In simple terms: Source generators hook into the build process and can create additional stuff. And that is where our journey starts with regular expressions. If we define a regular expression, that regular expression can be expressed as code. This happens when you hit the build button.
The advantage over the traditional approach is that we can get the same performance as new Regex("...", RegexOptions.Compiled)
and the startup benefit of Regex.CompileToAssembly
, but without the complexity of CompileToAssembly
(not from a user point of view but how the regex is embedded into the assembly). As the code is generated it can be viewed and debugged.
So instead of this code:
private static readonly Regex HelloOrWorldCompiled =
new("Hello|World", RegexOptions.Compiled | RegexOptions.IgnoreCase | RegexOptions.CultureInvariant);
We can write it like this:
[GeneratedRegex("Hello|World", RegexOptions.IgnoreCase | RegexOptions.CultureInvariant)]
private static partial Regex HelloOrWorldGenerator();
Two things are essential here:
- We have to use the
GeneratedRegexAttribute
to tell the source generator where it should hook in. - Instead of a field, we now have a
partial
method. The reason is that the source generator has to extend something. You can not extend fields, but you can extendpartial
methods.
Now you might have noticed that I omitted the RegexOptions.Compiled
flag from the generated version. Why is that? Well, that flag tells the .NET runtime to compile a regular expression when your application starts. It is now part of your assembly, with the new source generators, that will always be the case. There is no "on the fly" anymore.

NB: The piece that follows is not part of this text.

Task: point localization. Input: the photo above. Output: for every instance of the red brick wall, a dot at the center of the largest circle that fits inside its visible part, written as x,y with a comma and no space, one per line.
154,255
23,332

The usage is almost the same:
HelloOrWorldCompiled.Match(SomeText);
HelloOrWorldGenerator().Match(SomeText);
They behave exactly the same and offer the same functions. One cool thing is that the source generator also creates XML documentation that explains exactly what it is doing.
Conclusion
The new regular expression source generators are an excellent and convenient addition to the .NET ecosystem.